Monday, March 18, 2013

Competing (and complicit) masculinities


This week we’re wrapping up our section on constructing masculinity while simultaneously thinking ahead to the last part of our course, “Rethinking Sex and Gender: Something Else Entirely.” Fun times--and some pretty complex theorizing about sex, gender and the body—still await us!

But first, some administrative stuff:
  • Don't forget to complete and submit your "Glee" worksheets from last week in class on Thursday.
  • In addition to that which is listed in the syllabus for this week, please also read Wilson and Daly’s chapter “Till Death Us Do Part” in Weitz, pp. 329-343.
  • Also, please watch Tough Guise at https://www.youtube.com/watch?v=np2PP76_PxQ (approx. 80 mins.). I don’t want to take up valuable class time by showing this on Thursday, but it will constitute a chunk of our discussion. And taking a look at the comments on the YouTube site is certainly enlightening.
  • Don’t forget to use Worksheet #6 (via Bb) to help you pinpoint the salient concepts in this week’s reading.
  • And, as always, please feel free to come by during my office hours if ever you’d like to chat, brainstorm or have questions!
Now, on to business:

In chapter 3, which we read three weeks ago, Connell introduces a conceptual framework for thinking about and making sense of masculinity/ies that takes into account POWER RELATIONS, PRODUCTION RELATIONS and CATHEXIS (pp. 73-75). This framework incorporates the notion that there are multiple masculinities that exist in relation to each other and are informed by simultaneous, intersecting identities. The framework also takes into account that violence, as a result of CRISIS TENDENCIES, is constitutive of masculinity/ies; violence is used to maintain dominance and is crucial in gender politics among and between men (p. 83). The four chapters that we’ll discuss in class on Thursday utilize this framework, so be sure to review chapter 3 (including the appropriate questions on Worksheet #4) before launching into this week’s readings. 

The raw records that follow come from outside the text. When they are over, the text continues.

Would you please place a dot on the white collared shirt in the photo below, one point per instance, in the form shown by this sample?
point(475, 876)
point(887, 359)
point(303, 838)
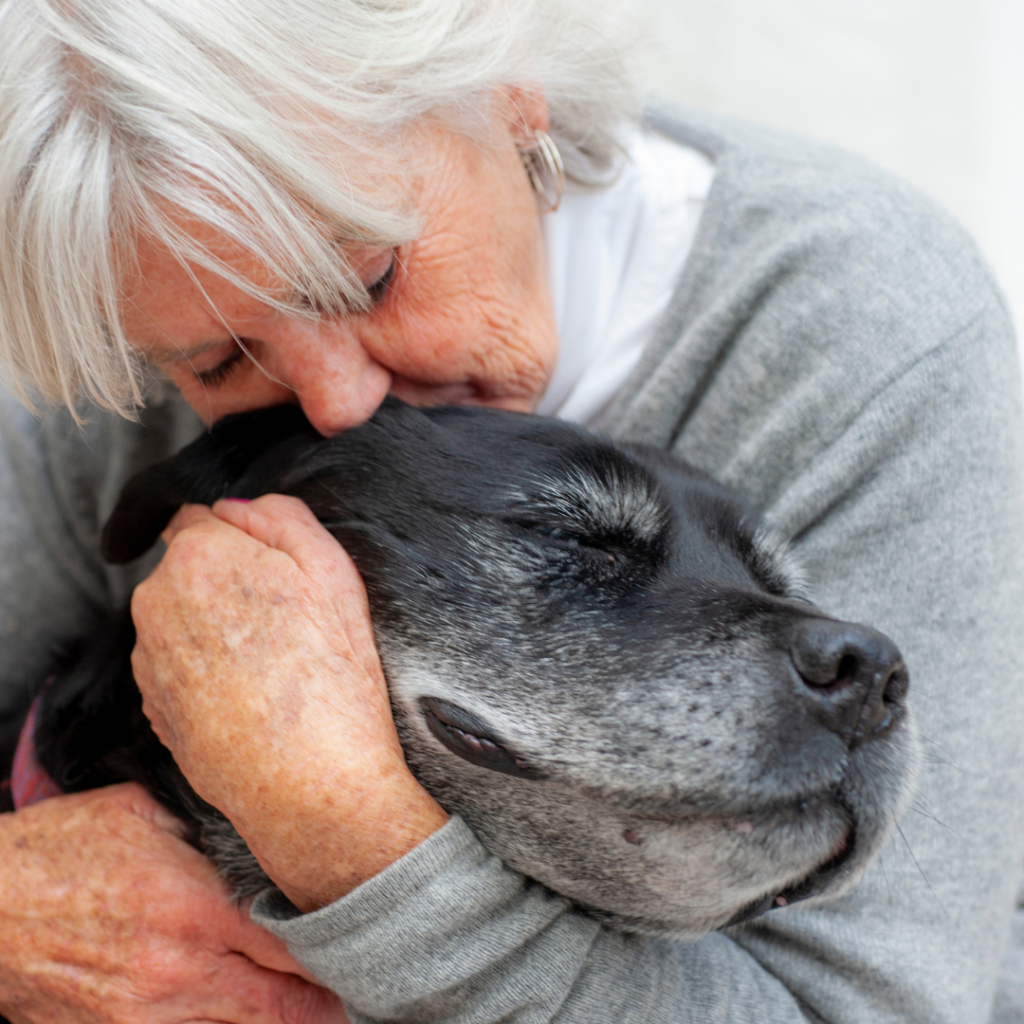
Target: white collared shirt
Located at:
point(614, 257)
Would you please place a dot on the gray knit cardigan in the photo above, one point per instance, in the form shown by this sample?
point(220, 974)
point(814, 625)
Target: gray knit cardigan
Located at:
point(837, 351)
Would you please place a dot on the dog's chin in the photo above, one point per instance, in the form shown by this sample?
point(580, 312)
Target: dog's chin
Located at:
point(651, 875)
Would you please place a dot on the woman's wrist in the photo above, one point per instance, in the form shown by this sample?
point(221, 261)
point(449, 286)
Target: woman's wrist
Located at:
point(327, 842)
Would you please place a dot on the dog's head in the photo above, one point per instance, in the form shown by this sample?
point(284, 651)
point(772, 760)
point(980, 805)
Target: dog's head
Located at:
point(596, 654)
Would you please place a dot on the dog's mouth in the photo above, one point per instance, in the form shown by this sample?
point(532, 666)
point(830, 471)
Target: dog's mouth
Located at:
point(811, 885)
point(472, 739)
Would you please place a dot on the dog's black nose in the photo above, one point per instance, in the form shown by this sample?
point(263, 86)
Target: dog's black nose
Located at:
point(853, 677)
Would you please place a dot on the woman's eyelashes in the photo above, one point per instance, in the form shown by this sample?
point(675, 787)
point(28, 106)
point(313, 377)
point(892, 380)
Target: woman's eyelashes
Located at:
point(216, 376)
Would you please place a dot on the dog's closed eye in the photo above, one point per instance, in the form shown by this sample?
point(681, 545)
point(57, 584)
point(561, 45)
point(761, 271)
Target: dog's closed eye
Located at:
point(472, 739)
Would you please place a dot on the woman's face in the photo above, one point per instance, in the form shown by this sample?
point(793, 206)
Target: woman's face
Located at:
point(462, 314)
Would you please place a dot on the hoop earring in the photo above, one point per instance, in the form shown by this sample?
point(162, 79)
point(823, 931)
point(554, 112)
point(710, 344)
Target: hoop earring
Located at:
point(546, 171)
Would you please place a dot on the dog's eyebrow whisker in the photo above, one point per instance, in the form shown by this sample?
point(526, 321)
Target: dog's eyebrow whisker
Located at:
point(921, 870)
point(931, 817)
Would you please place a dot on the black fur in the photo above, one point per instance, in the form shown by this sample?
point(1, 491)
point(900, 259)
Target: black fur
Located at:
point(595, 653)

Connell’s work this week uses life histories of several groups of men whose masculinity is under pressure (i.e., experiencing CRISIS TENDENCIES in POWER RELATIONS) to demonstrate the myriad ways in which masculinities are constructed as fluid and multiple—even among groups of men who appear to have much in common. Chapter 4 focuses on the construction of working class masculinities in the wake of under-/unemployment in the capitalist labour market. In chapter 5, Connell explores what happens when masculinities formed within the context of the “progressive” environmentalist movement come into contact with feminism, while chapter 6 features the experiences of men whose masculinities were formed within the context of local gay and bisexual networks. And chapter 7 focuses on masculinities among educated, middle-class men employed in the technology sector. Again, use Worksheet #6 as a guide.

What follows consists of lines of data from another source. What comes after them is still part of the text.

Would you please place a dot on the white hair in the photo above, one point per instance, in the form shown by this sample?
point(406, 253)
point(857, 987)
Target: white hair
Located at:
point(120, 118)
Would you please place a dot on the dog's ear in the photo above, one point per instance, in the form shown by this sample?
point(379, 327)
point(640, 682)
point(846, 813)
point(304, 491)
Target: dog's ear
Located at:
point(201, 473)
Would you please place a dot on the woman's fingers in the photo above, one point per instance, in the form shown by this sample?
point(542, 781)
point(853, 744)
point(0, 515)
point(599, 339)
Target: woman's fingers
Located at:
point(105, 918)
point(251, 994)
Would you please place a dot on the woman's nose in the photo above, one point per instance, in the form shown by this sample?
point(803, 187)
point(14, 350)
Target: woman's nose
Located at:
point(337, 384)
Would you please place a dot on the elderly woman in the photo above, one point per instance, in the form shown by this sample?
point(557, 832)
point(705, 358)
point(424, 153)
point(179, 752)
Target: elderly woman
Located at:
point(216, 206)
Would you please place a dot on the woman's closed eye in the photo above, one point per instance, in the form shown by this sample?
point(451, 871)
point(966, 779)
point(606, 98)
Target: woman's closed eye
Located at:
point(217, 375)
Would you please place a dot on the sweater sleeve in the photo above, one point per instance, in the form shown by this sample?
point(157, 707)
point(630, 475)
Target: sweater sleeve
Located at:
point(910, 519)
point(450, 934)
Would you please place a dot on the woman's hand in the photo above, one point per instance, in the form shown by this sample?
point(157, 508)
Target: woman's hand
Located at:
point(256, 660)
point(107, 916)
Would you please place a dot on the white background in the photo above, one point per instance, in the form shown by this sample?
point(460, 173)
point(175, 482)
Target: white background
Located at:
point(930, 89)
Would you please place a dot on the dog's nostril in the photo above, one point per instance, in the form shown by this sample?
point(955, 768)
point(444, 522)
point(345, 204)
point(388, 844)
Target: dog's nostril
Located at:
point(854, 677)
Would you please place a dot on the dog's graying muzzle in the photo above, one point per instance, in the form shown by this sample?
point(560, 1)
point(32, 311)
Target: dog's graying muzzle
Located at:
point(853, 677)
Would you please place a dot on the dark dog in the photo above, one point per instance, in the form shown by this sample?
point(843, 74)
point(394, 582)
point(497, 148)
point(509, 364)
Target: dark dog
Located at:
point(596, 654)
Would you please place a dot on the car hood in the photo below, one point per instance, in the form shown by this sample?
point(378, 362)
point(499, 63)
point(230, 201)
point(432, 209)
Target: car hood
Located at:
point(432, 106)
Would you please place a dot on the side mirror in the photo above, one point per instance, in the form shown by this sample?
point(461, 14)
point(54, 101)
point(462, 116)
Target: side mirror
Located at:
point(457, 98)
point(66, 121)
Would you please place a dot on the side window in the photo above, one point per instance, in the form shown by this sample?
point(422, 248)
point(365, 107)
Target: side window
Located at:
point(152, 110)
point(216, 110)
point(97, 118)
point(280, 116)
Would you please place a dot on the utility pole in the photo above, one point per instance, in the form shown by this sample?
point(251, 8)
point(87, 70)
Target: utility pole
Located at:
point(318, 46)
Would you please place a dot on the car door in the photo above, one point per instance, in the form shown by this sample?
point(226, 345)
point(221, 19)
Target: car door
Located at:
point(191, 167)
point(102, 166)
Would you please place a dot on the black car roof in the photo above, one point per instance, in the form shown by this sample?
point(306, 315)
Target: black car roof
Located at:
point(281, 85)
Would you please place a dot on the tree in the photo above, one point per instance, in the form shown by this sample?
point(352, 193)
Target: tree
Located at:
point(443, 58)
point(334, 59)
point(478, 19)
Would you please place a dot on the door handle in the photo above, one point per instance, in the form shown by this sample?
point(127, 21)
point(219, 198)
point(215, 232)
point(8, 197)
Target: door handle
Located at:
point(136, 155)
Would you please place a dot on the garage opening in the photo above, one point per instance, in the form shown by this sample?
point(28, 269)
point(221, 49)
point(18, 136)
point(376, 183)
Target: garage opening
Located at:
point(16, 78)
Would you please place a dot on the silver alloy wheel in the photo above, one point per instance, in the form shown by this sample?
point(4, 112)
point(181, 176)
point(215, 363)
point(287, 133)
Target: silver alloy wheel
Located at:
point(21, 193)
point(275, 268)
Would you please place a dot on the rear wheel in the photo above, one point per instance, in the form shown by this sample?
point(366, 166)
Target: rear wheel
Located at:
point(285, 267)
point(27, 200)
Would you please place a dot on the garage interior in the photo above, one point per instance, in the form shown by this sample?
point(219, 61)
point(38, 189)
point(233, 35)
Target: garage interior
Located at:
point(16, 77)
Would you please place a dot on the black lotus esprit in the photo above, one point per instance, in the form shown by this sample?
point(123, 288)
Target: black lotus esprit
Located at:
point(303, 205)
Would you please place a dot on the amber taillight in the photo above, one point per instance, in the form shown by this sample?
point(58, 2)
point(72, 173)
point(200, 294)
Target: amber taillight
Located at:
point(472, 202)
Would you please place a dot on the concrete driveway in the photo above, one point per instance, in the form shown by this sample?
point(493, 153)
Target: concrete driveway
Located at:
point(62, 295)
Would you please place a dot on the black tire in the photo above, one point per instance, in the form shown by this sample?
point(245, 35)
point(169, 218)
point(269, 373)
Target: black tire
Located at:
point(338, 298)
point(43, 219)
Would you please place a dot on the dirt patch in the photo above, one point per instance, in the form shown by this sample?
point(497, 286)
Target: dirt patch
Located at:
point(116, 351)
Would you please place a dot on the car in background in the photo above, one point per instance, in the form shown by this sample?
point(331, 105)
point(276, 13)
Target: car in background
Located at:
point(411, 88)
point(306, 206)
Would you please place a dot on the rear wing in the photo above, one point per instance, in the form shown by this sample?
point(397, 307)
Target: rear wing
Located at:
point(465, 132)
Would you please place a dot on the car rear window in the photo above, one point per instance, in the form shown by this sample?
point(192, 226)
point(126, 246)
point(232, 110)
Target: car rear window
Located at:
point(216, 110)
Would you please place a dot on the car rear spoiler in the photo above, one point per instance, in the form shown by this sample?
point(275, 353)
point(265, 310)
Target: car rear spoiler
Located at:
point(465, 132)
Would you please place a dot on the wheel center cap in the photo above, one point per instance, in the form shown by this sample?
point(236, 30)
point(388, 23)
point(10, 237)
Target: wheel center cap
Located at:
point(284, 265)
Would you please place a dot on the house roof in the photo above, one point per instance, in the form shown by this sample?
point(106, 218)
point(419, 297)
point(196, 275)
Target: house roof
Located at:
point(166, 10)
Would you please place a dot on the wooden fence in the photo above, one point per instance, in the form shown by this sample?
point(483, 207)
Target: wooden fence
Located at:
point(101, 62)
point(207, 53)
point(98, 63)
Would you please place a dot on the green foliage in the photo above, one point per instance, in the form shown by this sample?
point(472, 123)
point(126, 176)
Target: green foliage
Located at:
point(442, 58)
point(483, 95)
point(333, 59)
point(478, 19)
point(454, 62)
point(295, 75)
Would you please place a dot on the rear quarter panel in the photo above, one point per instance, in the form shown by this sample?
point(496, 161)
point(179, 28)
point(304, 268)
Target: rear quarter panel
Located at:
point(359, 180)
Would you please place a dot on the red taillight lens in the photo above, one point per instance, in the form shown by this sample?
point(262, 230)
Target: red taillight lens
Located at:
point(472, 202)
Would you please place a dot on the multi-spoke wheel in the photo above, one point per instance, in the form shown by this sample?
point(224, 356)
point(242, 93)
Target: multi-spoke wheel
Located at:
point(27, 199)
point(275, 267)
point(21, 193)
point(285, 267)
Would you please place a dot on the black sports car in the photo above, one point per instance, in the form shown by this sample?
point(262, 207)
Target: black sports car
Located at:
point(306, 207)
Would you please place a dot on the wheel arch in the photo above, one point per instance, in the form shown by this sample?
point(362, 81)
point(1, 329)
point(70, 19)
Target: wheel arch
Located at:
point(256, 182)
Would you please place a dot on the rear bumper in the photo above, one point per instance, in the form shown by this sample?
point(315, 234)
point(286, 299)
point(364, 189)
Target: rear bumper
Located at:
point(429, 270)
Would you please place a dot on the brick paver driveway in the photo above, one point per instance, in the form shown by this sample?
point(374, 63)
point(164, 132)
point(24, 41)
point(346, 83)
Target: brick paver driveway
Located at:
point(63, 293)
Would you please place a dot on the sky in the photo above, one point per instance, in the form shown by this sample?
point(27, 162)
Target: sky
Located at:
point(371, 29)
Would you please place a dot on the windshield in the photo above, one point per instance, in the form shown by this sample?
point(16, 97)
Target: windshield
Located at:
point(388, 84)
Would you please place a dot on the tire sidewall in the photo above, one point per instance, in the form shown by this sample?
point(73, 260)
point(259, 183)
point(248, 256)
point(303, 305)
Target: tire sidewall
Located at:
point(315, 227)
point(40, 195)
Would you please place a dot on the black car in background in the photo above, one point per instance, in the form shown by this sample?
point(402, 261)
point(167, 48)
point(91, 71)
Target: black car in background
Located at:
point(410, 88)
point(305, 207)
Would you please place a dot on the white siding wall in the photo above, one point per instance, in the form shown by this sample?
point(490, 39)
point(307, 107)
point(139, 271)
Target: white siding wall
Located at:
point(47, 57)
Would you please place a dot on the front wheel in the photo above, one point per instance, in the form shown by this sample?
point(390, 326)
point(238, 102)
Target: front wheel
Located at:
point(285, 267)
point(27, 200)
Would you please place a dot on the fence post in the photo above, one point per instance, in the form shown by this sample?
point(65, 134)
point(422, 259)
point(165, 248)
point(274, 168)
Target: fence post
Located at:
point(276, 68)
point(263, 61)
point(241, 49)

In addition to the role of CRISIS TENDENCIES, another major contributor to masculinity/ies is violence—or at least the threat of violence and/or the ability to be violent (review chapter 3 for some background info on this as well). As we’ve seen in our reading this semester, women’s bodies have throughout history been conceptualized to varying degrees as men’s property in law and culture. (Think, for example, of fathers “giving away” their daughters at Anglo-Canadian weddings or women assuming their husband’s family name upon marriage!) This link between conceptualizing women as property and social permission to commit violence against them has long been critiqued by feminists and has just recently been taking up by critical masculinity studies scholars. In their article, Wilson and Daly take a look at the simultaneity of the social construction of women’s bodies as property with that of masculinity as violent. 

And then, in Bornstein, we get a taste of what the final weeks of this course will look like: What does it mean to go beyond gender? What if nothing really is everything?

Happy reading, and I’ll see you in class on Thursday.